Search Core strategy

This page outlines the strategy, and goals of the Search Core team.

For context on the mission, vision and guiding principles of Search, see the top-level search strategy page.

Quicklinks:

Where we are now

In , we grew the Sourcegraph Cloud global index to 2.1M repositories, including all repositories with 8 stars or more. Importantly, the changes we’ve made to reach this state have never been cloud-specific, and yielded trickle-down benefits to all Sourcegraph deployments (for instance, significant reductions in the memory usagee of Zoekt, our trigram-based indexed search backend).

What’s next and why

Goals

  • Make Sourcegraph Search work well with large-scale monorepos (time to first result for unindexed search on monorepos larger than 200GB is < 10s and <2s for indexed, and time to indexing is always <30 minutes).
  • Sourcegraph Cloud indexes public repositories globally from 4 non-GitHub code hosts.

Details

Monorepo performance is a recurrent pain point for large Enterprise customers. Unindexed monorepo performance is still poor, and several facets of search on large monorepos cause significant load on gitserver.
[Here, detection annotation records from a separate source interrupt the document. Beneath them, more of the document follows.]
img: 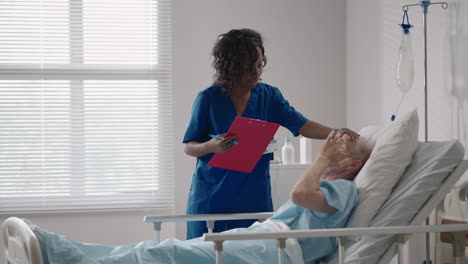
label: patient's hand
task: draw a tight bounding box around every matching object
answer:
[317,131,357,167]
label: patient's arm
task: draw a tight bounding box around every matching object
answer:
[290,158,336,213]
[290,131,353,213]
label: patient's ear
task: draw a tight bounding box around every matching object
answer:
[347,160,362,172]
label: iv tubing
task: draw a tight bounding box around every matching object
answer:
[402,0,448,264]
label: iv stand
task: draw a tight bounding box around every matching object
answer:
[402,0,448,264]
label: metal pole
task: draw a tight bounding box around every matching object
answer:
[423,10,429,142]
[423,9,431,264]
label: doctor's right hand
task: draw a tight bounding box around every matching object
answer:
[207,134,236,153]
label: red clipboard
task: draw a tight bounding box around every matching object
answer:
[208,116,279,173]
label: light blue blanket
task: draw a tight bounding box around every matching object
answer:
[35,225,291,264]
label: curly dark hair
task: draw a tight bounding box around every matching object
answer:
[212,28,267,95]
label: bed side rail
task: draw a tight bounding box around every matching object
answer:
[144,212,274,243]
[203,224,468,264]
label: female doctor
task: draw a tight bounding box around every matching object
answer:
[183,29,358,239]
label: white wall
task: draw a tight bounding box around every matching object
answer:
[0,0,346,259]
[347,0,468,263]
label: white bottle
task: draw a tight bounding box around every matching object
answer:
[281,137,294,164]
[299,137,312,164]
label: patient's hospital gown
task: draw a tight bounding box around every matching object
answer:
[33,180,358,264]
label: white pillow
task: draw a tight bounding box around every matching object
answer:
[347,109,419,236]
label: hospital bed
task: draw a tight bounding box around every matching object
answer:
[2,142,468,264]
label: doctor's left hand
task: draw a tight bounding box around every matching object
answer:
[207,134,236,153]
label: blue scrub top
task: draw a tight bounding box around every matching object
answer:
[183,83,307,239]
[270,180,359,263]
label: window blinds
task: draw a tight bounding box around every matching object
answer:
[0,0,174,213]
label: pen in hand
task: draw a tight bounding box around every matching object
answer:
[208,134,237,145]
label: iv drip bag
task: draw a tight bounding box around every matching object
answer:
[390,10,414,121]
[396,11,414,94]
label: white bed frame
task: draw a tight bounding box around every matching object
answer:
[144,160,468,264]
[2,160,468,264]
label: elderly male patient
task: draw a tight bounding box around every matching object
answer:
[30,131,371,264]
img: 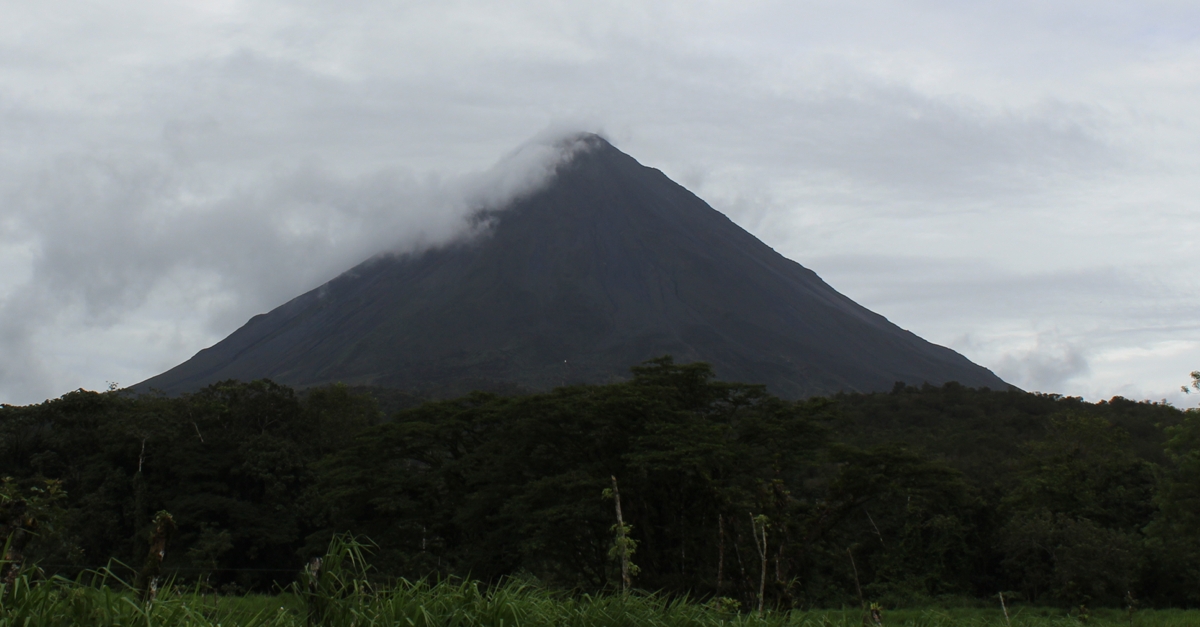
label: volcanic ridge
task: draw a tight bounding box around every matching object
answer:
[136,135,1009,398]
Code host coverage: we’ve chosen to make progress towards indexing the entire OSS universe by indexing repositories from different code hosts, which we see as a better increment towards making sourcegraph.com a universal code search engine than our previous goal of scaling the global index to 5.5M repositories (see “what we’re not working on” below).

What we’re not working on and why

  • Further scaling the Sourcegraph Cloud global index by adding more repositories from GitHub: low-star repos can contain a lot of strange things, and may be only tangentially related to code (i.e., wikipedia dumps, other non-code data stores that only the author uses). This has a knock-on effect to relevancy, scaling, and performance. In addition, by adding repositories from the “popular long tail”, we are not really delivering on the promise of letting people search their own code: for many developers, this would amount to searching 0-1 star repositories (example), which means complete coverage is still 28+M repos.